Guest: Patient Tip for a below the knee suction prosthesis

I just met with a patient that is wearing a suction socket and he has come up with a novel tip to address some of the issues he was having at the top edge of his liner.  He was getting some skin irritation around the top of the liner.  This is a common problem for those that wear a liner with fabric on it because the transition from the liner to the sleeve is square and therefore the sleeve bridges and the skin can get pulled into the gap that is created.  The ideal way to deal with this issue is to some way bevel the liner so the sleeve does not bridge.  My patient said, “…Brent, I have taken care of the skin problem.  I have a long liner and a short liner and alternate the wearing days.”  His solution is simple and I must admit I am a little embarrassed not to have thought of it.  If liners are different lengths that means that the skin is not taking the same pressure every day.  The solution has worked for him and I will now suggest that for any future patient that have a suction socket.



Filed under Prosthetic Technical Tips, Prosthetic Tips, Tips for amputees

7 responses to “Guest: Patient Tip for a below the knee suction prosthesis

  1. Great tip. Never thought of that and I’ve had that problem plenty with my patients. Sometimes the simplest problems are the most difficult to solve Thanks for sharing.

  2. Sometime maybe. I am working on starting my own as we speak but once I get it rolling I might be interested. Maybe I can share some of my blogs topics with this blog. Spread the information out to more people.

  3. It’s on our website in the right had box.
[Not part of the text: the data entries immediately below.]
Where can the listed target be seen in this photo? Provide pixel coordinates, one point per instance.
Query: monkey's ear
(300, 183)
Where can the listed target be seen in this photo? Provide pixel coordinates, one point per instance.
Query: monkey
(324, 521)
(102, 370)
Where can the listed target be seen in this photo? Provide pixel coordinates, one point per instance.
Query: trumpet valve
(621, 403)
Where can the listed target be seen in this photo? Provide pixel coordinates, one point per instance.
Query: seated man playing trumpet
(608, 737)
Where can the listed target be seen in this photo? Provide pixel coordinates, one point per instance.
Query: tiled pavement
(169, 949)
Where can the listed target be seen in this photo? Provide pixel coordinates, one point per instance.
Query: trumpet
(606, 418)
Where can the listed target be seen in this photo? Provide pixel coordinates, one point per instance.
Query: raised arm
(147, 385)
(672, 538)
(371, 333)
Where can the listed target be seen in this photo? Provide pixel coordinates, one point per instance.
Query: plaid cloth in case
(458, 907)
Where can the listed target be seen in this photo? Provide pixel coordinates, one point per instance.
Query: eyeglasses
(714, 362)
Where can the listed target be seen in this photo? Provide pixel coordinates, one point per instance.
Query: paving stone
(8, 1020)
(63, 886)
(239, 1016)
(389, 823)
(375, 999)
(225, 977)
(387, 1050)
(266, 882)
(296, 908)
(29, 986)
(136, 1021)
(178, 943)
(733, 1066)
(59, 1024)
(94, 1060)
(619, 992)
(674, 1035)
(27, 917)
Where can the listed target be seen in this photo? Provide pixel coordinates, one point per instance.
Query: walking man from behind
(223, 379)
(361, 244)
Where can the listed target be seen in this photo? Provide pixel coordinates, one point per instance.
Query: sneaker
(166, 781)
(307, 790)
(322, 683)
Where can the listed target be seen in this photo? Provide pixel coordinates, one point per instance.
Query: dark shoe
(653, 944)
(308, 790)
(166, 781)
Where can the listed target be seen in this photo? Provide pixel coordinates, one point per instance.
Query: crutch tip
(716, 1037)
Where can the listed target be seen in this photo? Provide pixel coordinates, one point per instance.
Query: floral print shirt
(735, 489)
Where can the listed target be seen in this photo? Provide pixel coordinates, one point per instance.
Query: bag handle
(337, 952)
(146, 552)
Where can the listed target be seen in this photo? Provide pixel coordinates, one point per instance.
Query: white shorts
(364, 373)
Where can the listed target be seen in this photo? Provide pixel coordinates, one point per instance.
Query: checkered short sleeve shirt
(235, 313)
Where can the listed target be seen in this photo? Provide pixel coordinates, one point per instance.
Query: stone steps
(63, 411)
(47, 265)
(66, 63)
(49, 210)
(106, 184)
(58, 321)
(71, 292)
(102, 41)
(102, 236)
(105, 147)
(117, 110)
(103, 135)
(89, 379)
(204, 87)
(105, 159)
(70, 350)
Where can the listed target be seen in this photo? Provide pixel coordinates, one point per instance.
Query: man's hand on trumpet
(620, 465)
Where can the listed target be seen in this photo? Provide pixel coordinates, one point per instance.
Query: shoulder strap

We’re beginning with posting our therapy exercises over the next few months and then I have a myriad of misc topics to write about similar to the content on your blog. Mostly patient driven information – wisdom tidbits like your post today. Once I get rolling I should be able to share quite a bit. If you want to post our exercises on your blog just let me know. The more we get them out there the more people we can help.

  4. John B.

    I’ve seen that same problem at the proximal edge of liners when no sleeve was being worn. Even had patients with a row of blisters on the thigh. The problem in those cases seemed to be the transition of tension between the liner and skin; in each case the liner was very tackey. A thin layer of lubricant at the top 1″ of the liner worked well. Alternating long/short liners would have helped, too. I’ve switched to less tackey liners, and haven’t seen the problem for a long time.